Full details of how to install and use the software are available on the SUPReMM overview page in the Open XDMoD documentation. This section gives a very brief overview of the summarization software for software developers. As always, the definitive reference is the source code itself.

The summarization software processing flow is approximately as follows:

  • Initial setup including parsing configuration files, opening database connections, etc.
  • Query an accounting database to get list of jobs to process and list of PCP archives containing data.
  • For each job:
    • retrieve the PCP archives that cover the time period that the job ran;
    • extract the relevant datapoints from the PCP archives;
    • run the data through the preprocessors;
    • run the data through the plugins;
    • collect the output of the preprocessors and plugins and store in an output database.

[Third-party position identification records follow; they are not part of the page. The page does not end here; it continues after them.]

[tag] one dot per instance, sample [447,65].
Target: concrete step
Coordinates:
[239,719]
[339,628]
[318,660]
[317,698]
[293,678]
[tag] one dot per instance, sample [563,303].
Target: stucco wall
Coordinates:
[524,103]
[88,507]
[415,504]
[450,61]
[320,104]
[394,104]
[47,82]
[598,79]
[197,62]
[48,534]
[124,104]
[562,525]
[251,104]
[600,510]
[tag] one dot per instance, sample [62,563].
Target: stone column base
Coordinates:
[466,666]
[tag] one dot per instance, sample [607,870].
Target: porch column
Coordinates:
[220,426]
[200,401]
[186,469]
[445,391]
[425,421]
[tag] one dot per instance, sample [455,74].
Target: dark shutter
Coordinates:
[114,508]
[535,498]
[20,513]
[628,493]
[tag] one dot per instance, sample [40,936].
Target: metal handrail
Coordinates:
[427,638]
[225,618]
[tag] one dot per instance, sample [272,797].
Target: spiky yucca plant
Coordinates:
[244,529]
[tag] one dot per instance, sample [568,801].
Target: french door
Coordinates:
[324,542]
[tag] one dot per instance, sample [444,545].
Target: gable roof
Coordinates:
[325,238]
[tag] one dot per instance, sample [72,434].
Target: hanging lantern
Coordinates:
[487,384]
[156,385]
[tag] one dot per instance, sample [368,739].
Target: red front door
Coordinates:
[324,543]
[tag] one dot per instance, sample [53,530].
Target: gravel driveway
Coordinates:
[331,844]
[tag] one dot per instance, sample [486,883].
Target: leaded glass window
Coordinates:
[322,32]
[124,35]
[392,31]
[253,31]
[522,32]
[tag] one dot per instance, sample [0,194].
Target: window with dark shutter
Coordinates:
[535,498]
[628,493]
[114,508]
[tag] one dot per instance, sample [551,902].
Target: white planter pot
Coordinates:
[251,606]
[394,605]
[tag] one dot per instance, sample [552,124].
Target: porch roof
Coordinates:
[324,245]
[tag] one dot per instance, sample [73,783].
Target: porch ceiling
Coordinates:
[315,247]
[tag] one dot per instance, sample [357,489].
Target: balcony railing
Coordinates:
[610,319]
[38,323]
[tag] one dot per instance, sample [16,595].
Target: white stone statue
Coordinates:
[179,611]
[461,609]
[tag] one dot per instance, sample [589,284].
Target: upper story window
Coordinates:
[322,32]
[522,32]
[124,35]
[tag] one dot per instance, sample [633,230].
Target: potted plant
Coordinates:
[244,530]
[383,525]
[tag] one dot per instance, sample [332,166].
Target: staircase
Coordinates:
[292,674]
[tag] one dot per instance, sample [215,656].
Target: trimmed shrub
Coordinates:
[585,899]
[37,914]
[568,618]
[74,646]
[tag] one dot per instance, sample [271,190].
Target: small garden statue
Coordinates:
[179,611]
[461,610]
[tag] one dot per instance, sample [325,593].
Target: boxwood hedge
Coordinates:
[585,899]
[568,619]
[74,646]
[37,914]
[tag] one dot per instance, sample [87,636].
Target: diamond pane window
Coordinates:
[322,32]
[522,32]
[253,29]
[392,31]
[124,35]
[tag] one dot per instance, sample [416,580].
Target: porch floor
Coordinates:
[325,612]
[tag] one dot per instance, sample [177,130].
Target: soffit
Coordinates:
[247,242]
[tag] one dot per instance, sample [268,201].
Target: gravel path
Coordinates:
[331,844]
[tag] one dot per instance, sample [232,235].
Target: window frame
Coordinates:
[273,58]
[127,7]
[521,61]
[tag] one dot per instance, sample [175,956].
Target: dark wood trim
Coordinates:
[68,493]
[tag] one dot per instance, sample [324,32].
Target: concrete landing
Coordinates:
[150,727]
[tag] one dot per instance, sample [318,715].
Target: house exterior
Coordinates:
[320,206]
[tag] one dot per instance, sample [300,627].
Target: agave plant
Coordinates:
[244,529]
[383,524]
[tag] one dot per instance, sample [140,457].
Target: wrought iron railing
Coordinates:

preprocessors and plugins are both python modules that implement a defined interface. The main difference between a preprocessor and a plugin is that the preprocessors run first and their output is avialable to the plugin code.

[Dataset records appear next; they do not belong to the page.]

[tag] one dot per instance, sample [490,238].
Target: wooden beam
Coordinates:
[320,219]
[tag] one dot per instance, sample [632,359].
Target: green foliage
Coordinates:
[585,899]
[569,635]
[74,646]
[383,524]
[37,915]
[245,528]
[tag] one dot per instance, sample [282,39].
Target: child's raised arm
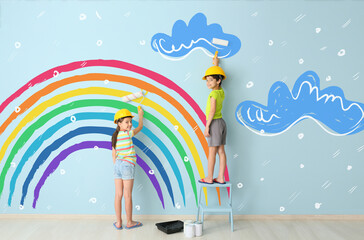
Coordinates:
[113,154]
[210,117]
[140,126]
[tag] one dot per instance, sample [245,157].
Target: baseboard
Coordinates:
[186,217]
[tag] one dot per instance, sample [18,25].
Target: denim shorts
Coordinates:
[217,133]
[123,170]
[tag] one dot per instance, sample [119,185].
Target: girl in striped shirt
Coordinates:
[124,157]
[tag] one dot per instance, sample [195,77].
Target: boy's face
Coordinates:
[125,124]
[211,82]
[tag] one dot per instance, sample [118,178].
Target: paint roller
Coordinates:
[221,42]
[134,96]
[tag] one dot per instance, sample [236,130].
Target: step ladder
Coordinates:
[226,208]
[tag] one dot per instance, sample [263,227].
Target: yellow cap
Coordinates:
[121,114]
[214,70]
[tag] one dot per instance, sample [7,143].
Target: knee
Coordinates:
[119,196]
[221,151]
[127,195]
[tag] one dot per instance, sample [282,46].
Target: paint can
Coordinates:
[189,230]
[198,229]
[187,222]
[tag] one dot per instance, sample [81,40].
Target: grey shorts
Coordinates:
[124,170]
[217,133]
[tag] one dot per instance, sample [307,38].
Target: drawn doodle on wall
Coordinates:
[41,118]
[196,35]
[327,107]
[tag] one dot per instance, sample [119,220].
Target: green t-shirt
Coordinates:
[219,95]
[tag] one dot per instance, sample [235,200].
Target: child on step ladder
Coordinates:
[215,130]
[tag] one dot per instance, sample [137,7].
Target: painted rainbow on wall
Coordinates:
[40,118]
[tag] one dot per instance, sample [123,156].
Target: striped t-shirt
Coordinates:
[125,148]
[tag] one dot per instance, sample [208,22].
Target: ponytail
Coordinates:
[114,137]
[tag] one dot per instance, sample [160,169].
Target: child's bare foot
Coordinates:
[219,180]
[206,180]
[133,224]
[118,225]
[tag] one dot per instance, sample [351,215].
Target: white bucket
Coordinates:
[189,230]
[198,229]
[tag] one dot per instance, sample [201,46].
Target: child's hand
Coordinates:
[206,133]
[215,61]
[140,112]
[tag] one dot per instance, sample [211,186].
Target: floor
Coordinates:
[14,228]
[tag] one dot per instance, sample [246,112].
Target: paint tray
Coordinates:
[170,227]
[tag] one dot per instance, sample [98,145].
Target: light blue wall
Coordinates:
[283,174]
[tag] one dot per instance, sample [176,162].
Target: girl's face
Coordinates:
[211,83]
[125,124]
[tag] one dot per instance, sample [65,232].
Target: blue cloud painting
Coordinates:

Each plugin is typically responsible for generating a job-level summmary for a PCP metric or group of PCP metrics. Each module defines:

  • an identifier for the output data;
  • a list of PCP metrics;
  • a mode of operation (either only process the first and last datapoints or process all data);
  • an implementation of a processing function that will be called by the framework with the requested datapoints;
  • an implementation of a function that will be called at the end to return the results of the analyis.

An example of a plugin is one that records the mean and maximum memory usage for the job. Another example is a plugin that checks the temporal variance of the L1D cache load rate to determine if the job failed prematurely.

The software that retrieves the job information from the accounting database and writes to the output database is configurable. So, for example, you can setup the software to write the job summary records to stdout for testing purposes. The accounting database interface supports multiple accounting databases (Open XDMoD being the main one).

If you are interested in doing plugin development, then a suggested starting point is to look at some of the existing plugins. The simplest plugins, such as the block device plugin (supremm/plugins/Block.py) use the framework-provided implementation. A more complex example is the Slurm cgroup memory processor (supremm/plugins/SlurmCgroupMemory.py) that contains logic to selectively ignore certain datapoints and to do some non-trivial statistics on the data.

If you are interested in understanding the full processing workflow, then the starting point is the main() function in the summarize_jobs.py script.

License

The SUPReMM processing tools package is an open source project released under the GNU Lesser General Public License ("LGPL") Version 3.0.